La fraude par messagerie n’est plus marginale. Elle s’inscrit dans des chaînes d’attaque structurées, capables d’exploiter la confiance, la temporalité des échanges et la complexité des processus métiers.
La France parmi les pays les plus exposés
Entre septembre 2025 et janvier 2026, environ 5 400 comptes de messagerie Microsoft grand public ont été compromis en France via des attaques associées à RedVDS. Sur cette période, l’Hexagone figure parmi les pays les plus touchés, se classant au quatrième rang mondial derrière les États-Unis, le Canada et le Royaume-Uni.
Les campagnes observées reposent majoritairement sur des scénarios de Business Email Compromise. Les attaquants prennent le contrôle d’une boîte mail, observent les échanges pendant parfois plusieurs semaines, puis interviennent au moment critique pour rediriger un paiement ou un virement. Une fraude peu bruyante, fondée sur la connaissance fine des processus internes plutôt que sur l’exploitation de vulnérabilités techniques complexes.

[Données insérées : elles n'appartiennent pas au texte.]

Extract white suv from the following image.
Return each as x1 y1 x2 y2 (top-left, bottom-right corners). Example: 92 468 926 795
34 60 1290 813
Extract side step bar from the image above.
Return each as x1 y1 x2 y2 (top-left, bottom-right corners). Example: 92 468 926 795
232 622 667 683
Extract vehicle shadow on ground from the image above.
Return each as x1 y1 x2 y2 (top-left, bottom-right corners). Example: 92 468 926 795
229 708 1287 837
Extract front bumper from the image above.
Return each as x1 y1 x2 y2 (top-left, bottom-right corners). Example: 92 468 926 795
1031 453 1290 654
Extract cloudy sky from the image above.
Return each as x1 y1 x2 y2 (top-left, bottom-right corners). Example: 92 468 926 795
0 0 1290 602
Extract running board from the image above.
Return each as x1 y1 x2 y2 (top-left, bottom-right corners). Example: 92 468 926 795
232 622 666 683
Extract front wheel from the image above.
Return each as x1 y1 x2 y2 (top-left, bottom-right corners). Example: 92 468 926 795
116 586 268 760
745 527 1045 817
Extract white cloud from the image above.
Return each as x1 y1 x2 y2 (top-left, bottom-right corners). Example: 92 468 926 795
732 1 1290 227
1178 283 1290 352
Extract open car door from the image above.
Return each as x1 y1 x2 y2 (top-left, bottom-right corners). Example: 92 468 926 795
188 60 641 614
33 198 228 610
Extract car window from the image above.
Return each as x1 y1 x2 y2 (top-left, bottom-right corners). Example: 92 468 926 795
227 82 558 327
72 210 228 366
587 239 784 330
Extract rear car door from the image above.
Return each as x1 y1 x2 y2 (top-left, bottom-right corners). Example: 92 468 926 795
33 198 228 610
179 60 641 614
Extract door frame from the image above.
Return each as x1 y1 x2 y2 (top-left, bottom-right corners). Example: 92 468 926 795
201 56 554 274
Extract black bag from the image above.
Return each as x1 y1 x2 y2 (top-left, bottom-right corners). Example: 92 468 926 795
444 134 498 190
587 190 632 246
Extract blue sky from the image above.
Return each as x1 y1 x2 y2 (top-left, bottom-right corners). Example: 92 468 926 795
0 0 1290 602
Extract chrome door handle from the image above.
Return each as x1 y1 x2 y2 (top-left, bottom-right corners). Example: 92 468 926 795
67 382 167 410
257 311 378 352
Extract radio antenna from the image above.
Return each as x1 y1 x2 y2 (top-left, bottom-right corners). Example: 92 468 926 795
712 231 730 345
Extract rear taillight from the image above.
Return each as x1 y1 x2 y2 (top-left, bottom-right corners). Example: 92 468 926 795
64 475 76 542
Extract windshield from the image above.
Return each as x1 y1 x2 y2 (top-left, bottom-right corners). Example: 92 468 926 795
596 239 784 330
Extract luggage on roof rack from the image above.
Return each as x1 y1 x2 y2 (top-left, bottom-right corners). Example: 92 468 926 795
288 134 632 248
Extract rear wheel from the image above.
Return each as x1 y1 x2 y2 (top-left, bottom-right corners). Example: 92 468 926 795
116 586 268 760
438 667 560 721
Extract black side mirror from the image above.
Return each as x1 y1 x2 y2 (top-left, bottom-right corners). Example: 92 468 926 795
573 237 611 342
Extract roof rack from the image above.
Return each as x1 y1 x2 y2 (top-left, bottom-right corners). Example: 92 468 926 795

L’IA comme accélérateur de crédibilité
Microsoft souligne l’usage croissant d’outils d’IA générative dans ces campagnes. Analyse automatisée des conversations, identification des transactions à forte valeur, génération de messages imitant le style et le contexte des échanges légitimes : l’IA permet d’augmenter à la fois la vitesse et la crédibilité des attaques.
Dans certains cas, l’éditeur indique avoir observé l’utilisation de technologies de clonage vocal, de manipulation vidéo ou de face-swapping pour renforcer les scénarios d’usurpation d’identité. Une évolution qui complexifie la détection et renforce la pression sur les dispositifs de contrôle organisationnels.
Une mécanique qui favorise les attaques à grande échelle
L’intérêt de RedVDS pour les attaquants résidait dans sa capacité à supporter des volumes massifs d’activité malveillante. En un mois, plusieurs milliers de machines virtuelles distinctes ont été observées envoyant chacune jusqu’à un million de messages de phishing par jour à destination d’utilisateurs Microsoft. Même si la majorité de ces tentatives sont bloquées, le volume suffit à rendre l’attaque économiquement viable.
Depuis septembre 2025, Microsoft estime que des attaques liées à RedVDS ont conduit à la compromission ou à l’accès frauduleux de plus de 190 000 organisations dans le monde. Ces chiffres ne couvrent qu’une partie de l’activité globale, limitée au périmètre observable par l’éditeur.
La surface d’attaque ne se limite plus aux systèmes internes. Elle inclut les usages, les processus métiers et les chaînes de confiance, en particulier autour de la messagerie et des flux financiers. À mesure que les attaquants industrialisent leurs moyens, la résilience passe autant par l’architecture technique que par la gouvernance et les contrôles organisationnels.